報道発表

カメルーンに対する「第四次地方給水計画(第1期)」ほか1件に対する無償資金協力について

平成18年6月20日
  1. 我が国政府は、カメルーン共和国政府に対し、「第四次地方給水計画(第1期)」及び「第三次小学校建設計画(第3期)」の実施を目的として、総額14億4,700万円を限度とする額の無償資金協力を行うこととし、このための書簡の交換が6月20日(火曜日)、カメルーン共和国のヤウンデにおいて、我が方國枝昌樹駐カメルーン国大使と先方ポリカルプ・アバ・アバ経済・財務大臣(Polycarpe ABAH ABAH, Ministre de l' Economie et des Finances)との間で行われた。

    (1)「第四次地方給水計画(第1期)」
     (Le projet d'hydraulique rurale (Phase IV))
    供与限度額:5億1,500万円  (515,000,000円)

    (2)「第三次小学校建設計画(第3期)」
     (Le projet de construction d'écoles primaires(Phase III))
    供与限度額:9億3,200万円  (932,000,000円)

  2. (1)「第四次地方給水計画(第1期)」

     カメルーンは、カカオや綿花等の農産物輸出が国家経済の基盤を作ってきたが、1980年代末以降は主要輸出産品の国際市場価格下落により国家経済が低迷し、地方レベルの生活基盤整備に十分な予算が行き渡らず、2002年時点での都市部の給水率約86%に対し農村部は約31%となっており、地方村落の生活環境は都市部に比べて大きく遅れたままとなっている。このような状況から、カメルーン政府は、貧困削減戦略文書(2003年)の中で、2015年を目標年度として地方部の給水率を75%まで改善することを掲げ、地方における給水施設整備事業を進めるよう努力しているが、財政難により依然として事業が進んでおらず、その大半をドナーの支援に頼っている。
     同国中南部は降雨量が年間1,500ミリメートルと多く、河川や池等の地表水資源が豊富な地域で、村落住民はこれらの水源を飲料水として利用しているが、そのほとんどが細菌類に汚染されているために、村民の間には下痢などの水因性疾病が蔓延し、また、乾季にあたる2~3月以降は水涸れが生じるなど、安全で安定した水を供給できる施設の整備が喫緊の課題となっている。
     このような状況の下、カメルーン政府は、同国中南部の給水状況を改善するために、アダマウア州、海岸州、南部州及び中部州の4州を対象として、深井戸給水施設の建設等を行う「第四次地方給水計画」を策定し、右計画の実施に必要な資金につき、我が国政府に無償資金協力を要請してきたものである。この計画の実施により、対象4州の給水人口が、3,600人(2005年)から82,800人(2008年)に増加する。第1期目は、アダマウア州、海岸州及び中部州を対象に実施する。

    (2)「第三次小学校建設計画(第3期)」

     カメルーンは、約10年続いた経済危機の間の貧困拡大と教育に対する投資の減少等により、初等教育の総就学率が1995/1996年度に74.7%に落ち込んだものの、経済の回復や学費撤廃により2002/2003年度には99.6%まで回復した。しかしながら、施設整備が長期間停滞したために、生徒数の増加に対する教室の不足および過密状況が深刻化している。

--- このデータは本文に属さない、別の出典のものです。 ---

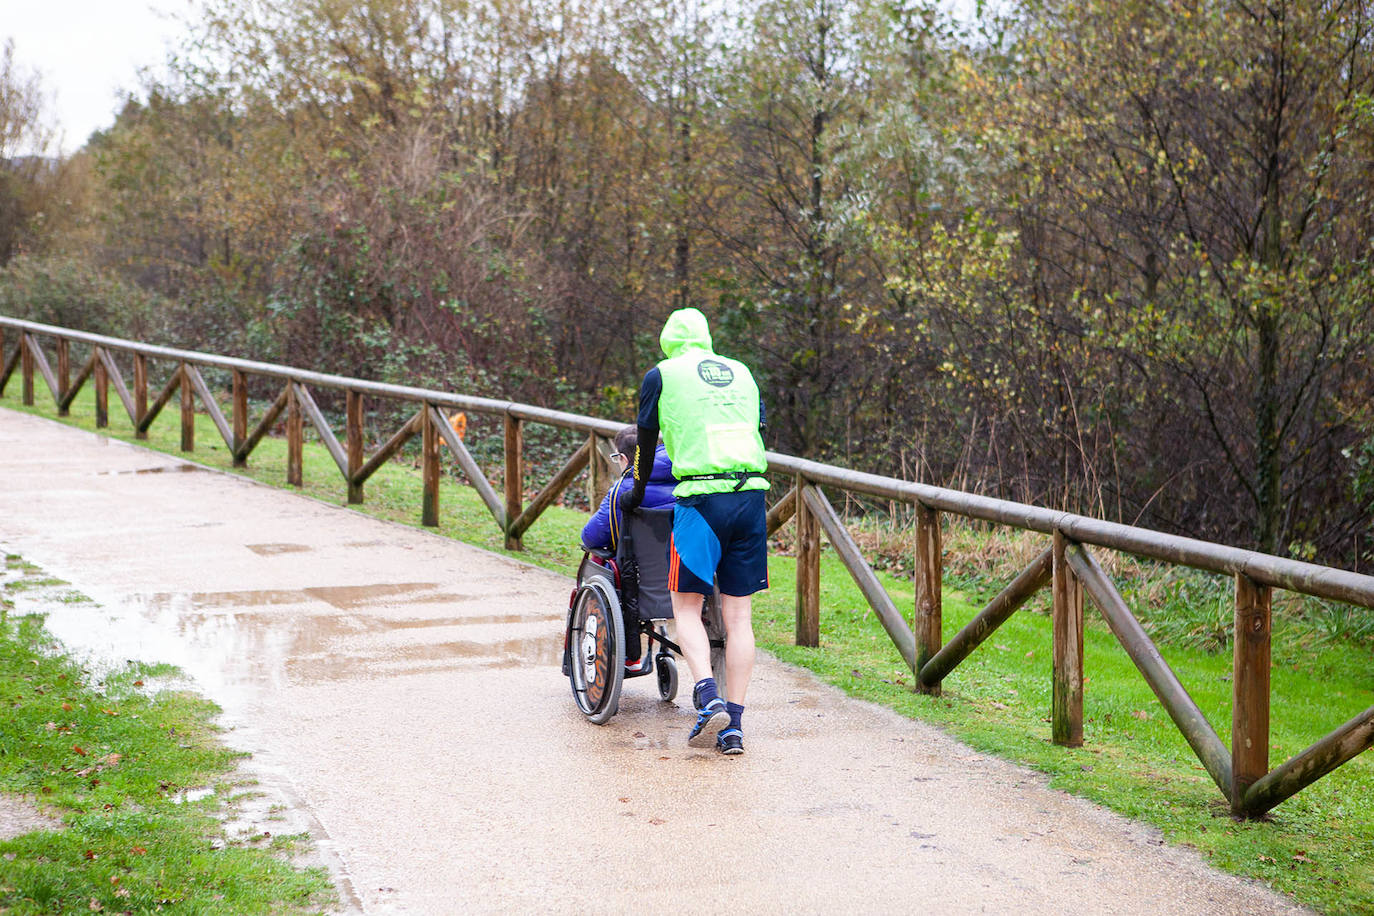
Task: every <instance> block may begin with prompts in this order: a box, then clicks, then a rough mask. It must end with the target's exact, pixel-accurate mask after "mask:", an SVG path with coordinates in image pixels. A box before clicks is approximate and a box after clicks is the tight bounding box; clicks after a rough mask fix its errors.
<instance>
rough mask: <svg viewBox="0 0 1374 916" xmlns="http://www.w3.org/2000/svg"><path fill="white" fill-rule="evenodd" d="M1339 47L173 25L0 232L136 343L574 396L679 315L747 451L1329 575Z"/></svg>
mask: <svg viewBox="0 0 1374 916" xmlns="http://www.w3.org/2000/svg"><path fill="white" fill-rule="evenodd" d="M1371 22H1374V16H1370V15H1369V4H1367V3H1363V1H1356V3H1351V1H1342V0H1322V1H1318V3H1294V1H1292V0H1282V1H1278V3H1272V4H1268V5H1264V7H1254V5H1252V4H1243V3H1238V1H1237V0H1219V1H1217V3H1194V1H1191V0H1127V1H1124V3H1109V1H1107V0H1088V1H1084V3H1068V1H1066V0H1015V1H1014V3H1009V4H998V5H996V7H995V5H993V4H980V5H978V15H977V16H974V18H969V19H966V21H958V19H952V18H949V16H945V15H943V14H941V12H938V8H937V7H936V5H934V4H930V3H926V1H925V0H856V1H855V3H837V1H835V0H747V1H746V3H739V4H706V3H701V1H699V0H691V1H688V3H676V1H669V0H651V1H649V3H639V4H627V3H622V1H621V0H573V1H572V3H559V4H551V3H548V1H547V0H537V1H536V3H532V4H511V3H508V1H507V0H475V1H471V3H469V1H466V0H464V1H463V3H458V0H370V1H368V3H337V1H334V0H269V1H258V0H212V1H210V3H206V4H201V5H198V7H196V10H195V11H194V12H191V14H190V15H188V19H187V22H185V25H187V30H185V38H184V41H183V44H181V47H179V48H177V49H176V52H174V54H173V55H172V56H170V59H169V62H168V66H166V69H165V70H162V71H158V73H157V74H155V76H150V77H148V80H147V85H146V87H144V92H143V93H142V96H140V99H142V100H131V102H129V103H128V104H126V106H125V107H124V110H122V111H121V113H120V117H118V119H117V121H115V124H114V125H113V126H111V128H110V129H109V130H106V132H102V133H100V135H98V136H96V137H93V139H92V141H91V143H89V144H88V147H87V148H85V150H84V151H82V152H80V154H78V155H77V157H73V158H71V159H70V161H67V162H65V163H63V165H62V168H63V169H65V170H66V172H65V174H66V176H67V177H63V179H62V180H60V181H58V179H56V177H54V179H52V181H47V180H45V181H47V184H43V187H44V188H48V190H47V191H44V192H43V194H47V195H48V196H47V198H45V199H48V201H66V202H70V206H48V205H44V206H41V207H40V206H37V203H33V205H29V203H26V205H25V206H26V207H29V210H32V211H33V213H34V214H37V213H38V211H41V213H43V214H44V216H43V220H38V218H37V217H34V218H32V220H29V221H27V222H26V225H27V227H29V228H26V232H27V235H26V239H27V242H26V244H27V246H29V247H27V249H25V250H26V251H27V253H29V254H41V255H44V257H47V255H54V254H71V253H77V251H80V253H81V258H82V261H88V262H91V264H92V266H93V271H95V272H99V273H102V275H114V276H118V277H121V279H124V280H126V282H129V283H135V284H137V286H139V287H140V288H144V290H151V291H155V293H158V294H161V295H162V297H164V298H162V299H159V301H157V302H155V306H154V312H155V316H157V320H155V321H154V323H153V324H151V327H150V331H151V332H153V334H154V335H157V336H158V341H159V342H169V343H177V345H184V346H192V347H196V349H209V350H214V352H225V353H234V354H240V356H249V357H257V358H271V360H280V361H286V363H291V364H297V365H301V367H304V368H313V369H326V371H343V369H348V371H349V372H350V374H364V375H370V376H374V378H387V379H397V380H401V379H415V380H418V379H434V380H438V382H440V383H441V386H444V387H449V386H452V387H456V389H459V390H463V391H470V393H488V394H496V396H500V397H510V398H517V400H523V401H533V402H540V404H559V405H563V407H578V408H581V409H594V408H598V405H600V404H603V402H605V397H603V394H605V393H606V391H618V393H624V391H632V390H633V389H635V386H636V385H638V382H639V379H640V378H642V375H643V372H644V369H646V368H647V367H649V365H650V364H651V363H653V361H654V360H657V358H658V349H657V332H658V328H660V327H661V321H662V319H664V316H665V314H666V312H668V310H669V309H671V308H676V306H683V305H697V306H699V308H702V309H703V310H705V312H706V313H708V316H709V317H710V320H712V324H713V331H714V336H716V343H717V346H719V347H720V350H721V352H723V353H727V354H731V356H736V357H741V358H745V360H746V361H747V363H749V364H750V365H752V368H753V369H754V372H756V375H757V378H758V379H760V382H761V386H763V391H764V398H765V401H767V408H768V415H769V431H768V437H769V445H771V446H774V448H776V449H779V450H785V452H794V453H801V455H807V456H813V457H824V459H833V460H838V461H841V463H845V464H849V466H853V467H859V468H863V470H874V471H881V472H893V474H901V475H905V477H915V478H919V479H925V481H934V482H941V483H949V485H955V486H963V488H970V489H976V490H978V492H985V493H991V494H996V496H1004V497H1013V499H1018V500H1025V501H1033V503H1039V504H1047V505H1054V507H1061V508H1065V509H1072V511H1079V512H1088V514H1094V515H1101V516H1106V518H1112V519H1118V520H1123V522H1132V523H1134V522H1139V523H1145V525H1149V526H1151V527H1158V529H1165V530H1172V531H1182V533H1187V534H1191V536H1198V537H1206V538H1210V540H1221V541H1227V542H1239V544H1245V545H1253V547H1259V548H1261V549H1265V551H1270V552H1278V553H1293V555H1300V556H1312V558H1319V559H1325V560H1330V562H1338V563H1345V564H1348V566H1356V567H1358V566H1360V564H1363V563H1369V562H1370V560H1369V558H1367V553H1369V552H1370V551H1369V538H1370V536H1371V534H1370V529H1369V512H1367V505H1369V500H1367V496H1369V488H1367V486H1364V485H1363V483H1360V481H1362V479H1363V478H1360V477H1359V475H1360V471H1359V467H1360V466H1359V456H1360V455H1363V452H1362V448H1363V445H1364V444H1366V442H1369V441H1370V437H1371V435H1374V422H1371V420H1370V415H1369V412H1367V409H1366V405H1367V404H1369V402H1370V400H1371V398H1374V376H1371V369H1370V367H1371V365H1374V361H1371V360H1370V358H1369V357H1370V346H1371V341H1374V310H1371V309H1370V308H1369V304H1370V299H1371V295H1374V288H1371V279H1370V277H1371V276H1374V273H1371V271H1370V265H1371V264H1374V258H1371V254H1374V251H1371V247H1370V244H1371V243H1370V239H1371V238H1374V195H1371V192H1370V188H1371V187H1374V181H1371V179H1374V174H1371V173H1370V163H1371V162H1374V103H1371V98H1374V60H1371V54H1374V40H1371ZM30 119H32V118H30ZM54 174H56V173H54ZM30 184H32V183H30ZM59 185H60V194H59V192H58V188H59ZM26 187H29V185H26ZM36 188H38V185H37V184H33V185H32V188H30V190H29V191H25V194H27V195H29V198H26V199H30V198H32V199H34V201H37V196H41V195H38V194H37V190H36ZM36 195H37V196H36ZM0 196H3V195H0ZM26 211H27V210H26ZM59 217H60V218H59ZM63 221H65V222H63ZM59 224H60V225H59ZM613 404H614V407H616V409H617V419H629V417H628V413H629V411H631V409H632V398H625V397H622V396H617V397H614V398H613ZM598 409H599V408H598ZM1352 456H1353V457H1352Z"/></svg>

また、同時に既存施設の老朽化が進んでおり、教育環境の悪化が著しくなっている。
     このような状況の下、カメルーン政府は、中央、南部、南西、最北、北部州の中で特に過密状態や施設老朽化による教室不足が著しい10都市における教室及び付属施設の建設並びに家具・教育用機材の整備等を目的とする「第三次小学校建設計画」を策定し、この計画の実施に必要な資金につき、我が国政府に対し無償資金協力を要請してきたものである。この計画の実施により、対象サイトで学んでいる約67,000人の就学環境が改善され、学習効果の向上に貢献することが期待される。第3期目は、最北州および北部州の10サイト138教室の建設及び教育機材の調達等を行う。

  3. なお、本支援は、2005年4月に開催されたアジア・アフリカ首脳会議において小泉純一郎総理大臣が表明したアフリカ支援の一環として実施されるものである。

(参考)
 カメルーンは、アフリカ中部に位置し、総人口が1,630万人(2004年)で、一人当たりGNI(国民総所得)は774米ドル(2003年)である。